In ihrem Vortrag sprach Anna über ihre persönlichen Erfahrungen, die sie bei ihrer Arbeit als Anwältin, als Aktivistin und in der Zusammenarbeit mit den betroffenen Gruppen gemacht hat. Sie plädierte leidenschaftlich dafür, die Erfahrungen und Beobachtungen der Bevölkerung in den Mittelpunkt der Arbeit und Forschung im Bereich Umweltgerechtigkeit zu stellen.

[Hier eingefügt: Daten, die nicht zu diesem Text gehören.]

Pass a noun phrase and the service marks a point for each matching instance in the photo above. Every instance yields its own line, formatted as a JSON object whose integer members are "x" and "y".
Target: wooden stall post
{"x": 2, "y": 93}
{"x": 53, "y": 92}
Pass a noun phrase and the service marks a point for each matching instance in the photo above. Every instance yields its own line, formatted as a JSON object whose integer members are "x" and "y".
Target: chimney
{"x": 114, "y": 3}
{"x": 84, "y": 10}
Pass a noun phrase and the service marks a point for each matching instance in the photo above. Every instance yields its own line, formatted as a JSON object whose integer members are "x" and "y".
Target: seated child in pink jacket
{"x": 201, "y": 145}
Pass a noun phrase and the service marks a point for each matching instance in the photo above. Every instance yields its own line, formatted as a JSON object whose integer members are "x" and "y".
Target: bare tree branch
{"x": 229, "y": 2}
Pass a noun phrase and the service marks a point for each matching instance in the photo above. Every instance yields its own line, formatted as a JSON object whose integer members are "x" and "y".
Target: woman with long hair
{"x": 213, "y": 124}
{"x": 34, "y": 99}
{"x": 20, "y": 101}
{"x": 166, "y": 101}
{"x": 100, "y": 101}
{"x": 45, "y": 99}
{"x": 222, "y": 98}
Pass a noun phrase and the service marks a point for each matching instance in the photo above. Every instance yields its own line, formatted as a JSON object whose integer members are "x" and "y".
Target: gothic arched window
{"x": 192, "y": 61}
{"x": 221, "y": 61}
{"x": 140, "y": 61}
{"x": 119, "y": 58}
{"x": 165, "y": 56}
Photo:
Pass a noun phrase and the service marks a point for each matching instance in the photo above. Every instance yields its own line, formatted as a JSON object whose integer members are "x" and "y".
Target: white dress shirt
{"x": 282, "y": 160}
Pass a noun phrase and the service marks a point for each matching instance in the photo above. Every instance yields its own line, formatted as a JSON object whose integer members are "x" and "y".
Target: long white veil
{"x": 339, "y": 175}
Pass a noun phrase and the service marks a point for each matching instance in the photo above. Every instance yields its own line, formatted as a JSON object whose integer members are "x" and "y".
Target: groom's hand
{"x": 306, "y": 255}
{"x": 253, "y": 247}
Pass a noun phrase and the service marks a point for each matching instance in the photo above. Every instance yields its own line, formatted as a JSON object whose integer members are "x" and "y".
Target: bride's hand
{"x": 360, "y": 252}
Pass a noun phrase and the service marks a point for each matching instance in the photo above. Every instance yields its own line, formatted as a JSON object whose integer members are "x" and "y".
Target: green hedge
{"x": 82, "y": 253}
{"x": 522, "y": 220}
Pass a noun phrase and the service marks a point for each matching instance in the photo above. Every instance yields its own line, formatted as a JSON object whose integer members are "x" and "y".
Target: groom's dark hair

Grenzen anfechten: Der Weg zum Sammeln von Beweisen
Anna begann mit der Aufforderung, eine Erfahrung vorzustellen: "Du kommst von der Arbeit nach Hause und bemerkst etwas in dem kleinen Wasserlauf in der Nähe. Etwas, das schlecht riecht und schlecht aussieht. Es hat die Farbe von etwas, das dir Angst macht..." Die emotionale und sensorische Auseinandersetzung mit der Umwelt ist der Grund für Annas Leidenschaft für ihre Arbeit. Bei ihrer Arbeit in verschiedenen Regionen der Welt, darunter auch in ihrer Heimat Italien, wurde sie mit den massiven und oft verborgenen Herausforderungen der Ölverschmutzung konfrontiert. Zunächst als Anwältin und dann als Forscherin tätig, interessierte sie sich für die Bewältigungsmechanismen, mit denen die Menschen in ihrem Alltag mit solchen Umweltproblemen umgehen. Dabei stellte sie fest, dass das Sammeln von Beweisen der Schlüssel zu einer Veränderung ist.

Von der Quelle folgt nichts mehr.